Michigan State University

Students of classical culture, history and language at both the high school and college level often voice a common compliant:  the memorization of lists of ancient names and dates seems tedious and completely unrelated to modern life.  With further study, students realize that classical studies provides not only relevant but often enlightening correlations with the contemporary world.  However, creating interest in students which encourages further study is a dilemma facing teachers and students alike.

I believe that a greater access to classical information in a modern format would help to generate immediate engagement and interest among students of classics.  To that end, I would like to present two original magazines that depict classical culture.  These magazines—organized and composed in the style of Time or Newsweek—aim to provide students with information on topics ranging from political leaders to popular hairstyles. 

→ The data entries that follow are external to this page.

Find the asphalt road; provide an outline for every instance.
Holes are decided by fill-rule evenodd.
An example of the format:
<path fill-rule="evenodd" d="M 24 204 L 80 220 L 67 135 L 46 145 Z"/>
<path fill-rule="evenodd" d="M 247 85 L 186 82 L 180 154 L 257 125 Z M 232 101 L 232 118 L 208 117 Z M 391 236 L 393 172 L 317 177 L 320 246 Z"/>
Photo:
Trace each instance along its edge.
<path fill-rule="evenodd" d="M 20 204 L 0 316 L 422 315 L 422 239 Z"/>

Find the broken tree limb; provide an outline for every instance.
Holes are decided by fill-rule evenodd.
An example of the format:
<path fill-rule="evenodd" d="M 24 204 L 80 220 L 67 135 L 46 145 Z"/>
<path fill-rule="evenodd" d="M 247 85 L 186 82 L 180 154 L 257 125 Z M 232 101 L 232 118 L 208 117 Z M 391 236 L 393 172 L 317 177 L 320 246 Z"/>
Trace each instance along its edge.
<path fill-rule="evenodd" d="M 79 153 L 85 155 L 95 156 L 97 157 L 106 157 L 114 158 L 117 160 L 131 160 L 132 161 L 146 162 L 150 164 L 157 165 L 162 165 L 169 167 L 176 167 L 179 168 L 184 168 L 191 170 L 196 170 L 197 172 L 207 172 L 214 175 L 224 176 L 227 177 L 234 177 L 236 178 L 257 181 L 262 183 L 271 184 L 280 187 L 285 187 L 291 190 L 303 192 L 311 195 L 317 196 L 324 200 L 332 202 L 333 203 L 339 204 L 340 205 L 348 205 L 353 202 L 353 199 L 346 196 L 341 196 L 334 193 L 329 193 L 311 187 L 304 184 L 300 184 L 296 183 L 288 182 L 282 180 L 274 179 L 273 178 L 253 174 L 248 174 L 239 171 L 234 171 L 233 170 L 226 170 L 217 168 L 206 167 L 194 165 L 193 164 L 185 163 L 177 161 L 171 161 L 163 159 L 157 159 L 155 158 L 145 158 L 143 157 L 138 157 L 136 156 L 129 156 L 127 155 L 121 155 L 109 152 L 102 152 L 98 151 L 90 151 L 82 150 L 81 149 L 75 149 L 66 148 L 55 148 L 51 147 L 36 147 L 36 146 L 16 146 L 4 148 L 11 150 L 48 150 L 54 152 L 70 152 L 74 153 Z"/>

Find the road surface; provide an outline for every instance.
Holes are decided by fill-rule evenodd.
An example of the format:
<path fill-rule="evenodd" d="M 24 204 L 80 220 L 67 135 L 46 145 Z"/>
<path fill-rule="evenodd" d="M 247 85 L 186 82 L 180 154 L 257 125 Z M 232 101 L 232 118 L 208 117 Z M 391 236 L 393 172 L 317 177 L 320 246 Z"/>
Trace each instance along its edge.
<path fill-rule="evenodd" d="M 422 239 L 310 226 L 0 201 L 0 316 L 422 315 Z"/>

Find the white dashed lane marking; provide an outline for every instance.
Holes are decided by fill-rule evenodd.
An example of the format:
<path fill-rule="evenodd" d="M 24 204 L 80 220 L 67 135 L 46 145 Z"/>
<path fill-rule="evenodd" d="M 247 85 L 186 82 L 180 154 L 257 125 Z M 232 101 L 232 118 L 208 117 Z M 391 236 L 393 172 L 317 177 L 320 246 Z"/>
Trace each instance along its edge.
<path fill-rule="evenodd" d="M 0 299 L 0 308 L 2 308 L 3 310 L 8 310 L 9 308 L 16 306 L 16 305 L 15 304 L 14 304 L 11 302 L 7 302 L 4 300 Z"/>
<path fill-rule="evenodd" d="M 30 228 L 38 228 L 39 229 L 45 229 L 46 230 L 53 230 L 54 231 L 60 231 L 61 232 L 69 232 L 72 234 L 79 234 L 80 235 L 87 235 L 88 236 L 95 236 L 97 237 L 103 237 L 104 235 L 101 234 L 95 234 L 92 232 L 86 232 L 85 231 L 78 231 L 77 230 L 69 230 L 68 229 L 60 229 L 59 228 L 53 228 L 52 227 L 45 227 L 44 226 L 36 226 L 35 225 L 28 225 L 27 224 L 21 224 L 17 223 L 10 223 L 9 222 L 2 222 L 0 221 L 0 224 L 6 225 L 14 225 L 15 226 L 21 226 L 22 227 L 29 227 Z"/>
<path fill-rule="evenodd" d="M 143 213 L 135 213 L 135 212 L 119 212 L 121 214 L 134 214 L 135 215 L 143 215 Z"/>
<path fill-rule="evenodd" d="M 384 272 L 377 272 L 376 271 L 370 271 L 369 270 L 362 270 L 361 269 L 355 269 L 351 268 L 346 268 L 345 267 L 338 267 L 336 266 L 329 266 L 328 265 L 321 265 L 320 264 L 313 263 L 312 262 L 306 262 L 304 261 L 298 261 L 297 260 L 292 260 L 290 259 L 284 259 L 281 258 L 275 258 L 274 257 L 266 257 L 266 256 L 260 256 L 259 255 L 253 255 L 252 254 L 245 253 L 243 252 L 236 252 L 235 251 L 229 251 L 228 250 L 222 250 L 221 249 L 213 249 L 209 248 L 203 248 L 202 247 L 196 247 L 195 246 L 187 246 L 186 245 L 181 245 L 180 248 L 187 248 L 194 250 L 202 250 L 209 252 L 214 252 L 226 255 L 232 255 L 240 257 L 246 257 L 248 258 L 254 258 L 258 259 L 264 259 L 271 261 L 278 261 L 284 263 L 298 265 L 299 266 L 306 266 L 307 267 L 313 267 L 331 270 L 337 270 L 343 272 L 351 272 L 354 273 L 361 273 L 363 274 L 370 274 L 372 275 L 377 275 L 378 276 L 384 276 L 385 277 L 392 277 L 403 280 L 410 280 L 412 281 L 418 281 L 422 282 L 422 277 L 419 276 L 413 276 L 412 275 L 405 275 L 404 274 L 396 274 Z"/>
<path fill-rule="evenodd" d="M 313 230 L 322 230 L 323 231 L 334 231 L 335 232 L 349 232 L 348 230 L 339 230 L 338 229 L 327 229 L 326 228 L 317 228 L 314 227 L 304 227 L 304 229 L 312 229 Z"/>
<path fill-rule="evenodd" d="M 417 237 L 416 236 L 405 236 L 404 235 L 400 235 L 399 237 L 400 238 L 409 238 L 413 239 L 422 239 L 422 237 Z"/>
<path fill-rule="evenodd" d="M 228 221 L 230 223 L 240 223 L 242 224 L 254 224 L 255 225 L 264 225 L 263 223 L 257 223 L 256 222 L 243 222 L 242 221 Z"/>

The magazines incorporate a variety of ways by which information is presented.  Articles and interviews provide detailed reporting of specific subjects.  Letters to the editor and short summaries give students basic information on a variety of cultural topics.  Advertisements (selling chariots and other classical commodities) and comics provide a light-hearted glimpse at classical culture.  A bibliography details further sources of study for interested students.  Full color illustrations, maps, and charts also allow visual references to accompany the reported material. 

There are numerous ways in which these magazines can be used to generate classroom discussion and assignments.  The articles are designed to encourage comparison between classical events and modern ideas, and could be read individually, in pairs, or as a class.  In addition, the magazines could be used as a starting point for collective and independent research, creative and analytical writing, reading and creating charts, and several other assignments.

These magazines could serve as useful and exciting supplementary sources for the secondary Greek and Roman history and language classroom.  My immediate hope is that the material found in them could be useful in ending the complaints of frustrated students; it is my long-term goal that these sources could encourage a lively and continued interest in classical languages and history at all levels of instruction.